Water in the Desert

When I was in Phoenix a couple of years ago, I made a pilgrimage to the Frank Lloyd Wrightish Biltmore. Phoenix is flat-out desert, hot, just 7.5 inches of rain (19 cm) a year. But the Biltmore is an oasis, green, cool and shady, the implication being that you can beat back the desert if you’ve got enough money. But here’s what I liked most about the Biltmore: its driveway is a bridge across a concrete Central Arizona Project river. In first world deserts, we build cities and abstract ourselves from the complex plumbing needed to bring them water. And in so doing, we abstract ourselves from the water itself. But at the Biltmore, as you drive into the shady oasis, you can’t ignore the plumbing needed to make it that way.

I’ve been thinking about this whole abstraction problem over the last week as Albuquerque lies under a blanket of snow. This is unusual for us, and it’s got us thinking about water in a much more direct way than usual. Usually, the snow that provides New Mexico’s water supplies falls in the northern mountains. To the extent we use it here in the Middle Rio Grande Valley, it’s used in irrigation ditches down in the valley. Albuquerque’s municipal water is currently supplied essentially entirely by pumping groundwater. But that is going to change in the next couple of years, as we start using San Juan River water. A massive plumbing project is underway around town to capture, treat and distribute the water, but once the construction-related traffic delays are over, that system too will be abstracted. But for a brief moment, as we lie under a blanket of snow, we have a chance to actually think a little bit about our water supply, experience it directly.

The wise member of my family, Lissa, asked me a great question yesterday as we were driving out and about amid the snow: what effect will this storm have on Elephant Butte? (Elephant Butte, for those not from here, is the state’s largest water storage reservoir.) After years of sub-par precipitation and aggressive water use in the state, the Butte is low. On Jan. 1, it had a little more than 500,000 acre feet of water in it, well below the Jan. 1 average of 1.2 million acre feet. So it’s about 700,000 acre feet low. So how much has the recent round of storms helped it? The short answer is not at all. The preliminary runoff forecasts show runoff past Otowi in north-central New Mexico – probably the best measuring point for Middle Rio Grande flow – essentially breaking even with the latest round of storms.

That’s an important fact, but it really doesn’t help us get past the abstraction and use the storm we’ve experienced to help us understand viscerally, rather than abstractly, what our experience can tell us. What I’m about to do is pretty squishy – I’d never put this in the newspaper without a lot more rigor from the snowpack-runoff community to be sure the numbers are solid. But it’s a reasonable first cut, and it should give you some idea of what these last storms mean.

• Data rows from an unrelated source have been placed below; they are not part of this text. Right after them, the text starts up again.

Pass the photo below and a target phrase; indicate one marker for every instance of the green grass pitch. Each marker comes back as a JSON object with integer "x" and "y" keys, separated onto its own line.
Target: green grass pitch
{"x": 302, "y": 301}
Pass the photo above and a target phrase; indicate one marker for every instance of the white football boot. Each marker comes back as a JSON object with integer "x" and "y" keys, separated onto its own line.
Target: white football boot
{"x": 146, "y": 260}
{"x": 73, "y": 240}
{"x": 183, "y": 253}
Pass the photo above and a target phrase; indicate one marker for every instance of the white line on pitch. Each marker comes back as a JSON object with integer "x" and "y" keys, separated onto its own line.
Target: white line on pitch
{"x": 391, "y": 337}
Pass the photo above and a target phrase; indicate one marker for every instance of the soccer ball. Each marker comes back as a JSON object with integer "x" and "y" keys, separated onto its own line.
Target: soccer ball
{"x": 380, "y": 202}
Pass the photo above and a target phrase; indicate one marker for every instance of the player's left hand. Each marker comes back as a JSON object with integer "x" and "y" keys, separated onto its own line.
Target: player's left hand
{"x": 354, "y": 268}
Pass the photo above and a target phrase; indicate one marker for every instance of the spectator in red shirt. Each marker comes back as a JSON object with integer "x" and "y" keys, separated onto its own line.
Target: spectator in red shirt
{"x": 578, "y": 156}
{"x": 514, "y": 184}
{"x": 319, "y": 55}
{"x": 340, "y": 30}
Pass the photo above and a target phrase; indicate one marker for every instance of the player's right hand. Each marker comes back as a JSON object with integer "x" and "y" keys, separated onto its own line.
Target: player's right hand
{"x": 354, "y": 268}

Elephant Butte is 700,000 acre feet below average. That means we’d need 700,000 acre feet above normal for the next four months – the snowpack season – to bring it up to normal. The biggest of this latest round of storms was good enough to add about 100,000 feet to the runoff forecast. So to bring Elephant Butte up to normal, we’d need seven extra similar storms. Not just seven storms, but seven extra storms above and beyond what we normally get – essentially one extra big storm every too weeks.

This is a little bit misleading for folks living in Albuquerque, because while we’ve been buried under a historically large storm, not a whole lot fell up in the mountains. But since y’all now have a clear experience of what a big storm is like, you can now use that as a benchmark to think about what we need to bring our state’s water supply up to normal.